In sports, there are rulebooks that clearly state how the game is to be played. Likewise, the Bible is the only rulebook we should follow. Not the Qu'ran, not the Book of Mormon, not Ghandi's philosophy, not some literary figure's writings, not our own prideful postulations.

The Bible is more than just a set of rules, however. It is a guide, a testimony, a history book, a love letter and, above all, God's unchangeable Truth. That Word was made incarnate in Christ, and the Lord will accept no substitutes. As David wrote in Psalm 119:128: "Therefore I consider all your precepts to be right; I hate every false way."

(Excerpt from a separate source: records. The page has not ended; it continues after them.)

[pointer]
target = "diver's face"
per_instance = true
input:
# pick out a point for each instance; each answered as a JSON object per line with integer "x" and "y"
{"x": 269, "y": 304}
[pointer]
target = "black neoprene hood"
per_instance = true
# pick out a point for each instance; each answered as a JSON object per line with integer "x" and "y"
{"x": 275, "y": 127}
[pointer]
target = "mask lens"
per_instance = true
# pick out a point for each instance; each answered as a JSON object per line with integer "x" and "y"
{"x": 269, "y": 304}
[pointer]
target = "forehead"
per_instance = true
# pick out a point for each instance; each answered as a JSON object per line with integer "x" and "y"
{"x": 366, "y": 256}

There is another thing about rules in sports. They make sense. Baseball makes sense. Football makes sense. Marathons make sense. They make sense because of the relationship between the rules. If Sammy Sosa hits the ball over the fence, where nobody can get to it, he gets to circle the bases. If a lineman breaks early from his symmetrical formation, he's penalized for being offsides. If a runner tries to sprint a marathon, he or she will collapse about 26 miles short of the finish -- distance requires patience.

Reason is foundational to God's truth. We don't know the depths of God's reason all the time, but we can see how His truths interrelate and affirm each other. They harmonize perfectly. Like rules are to sports, God's truths are to life. Without them, everybody loses.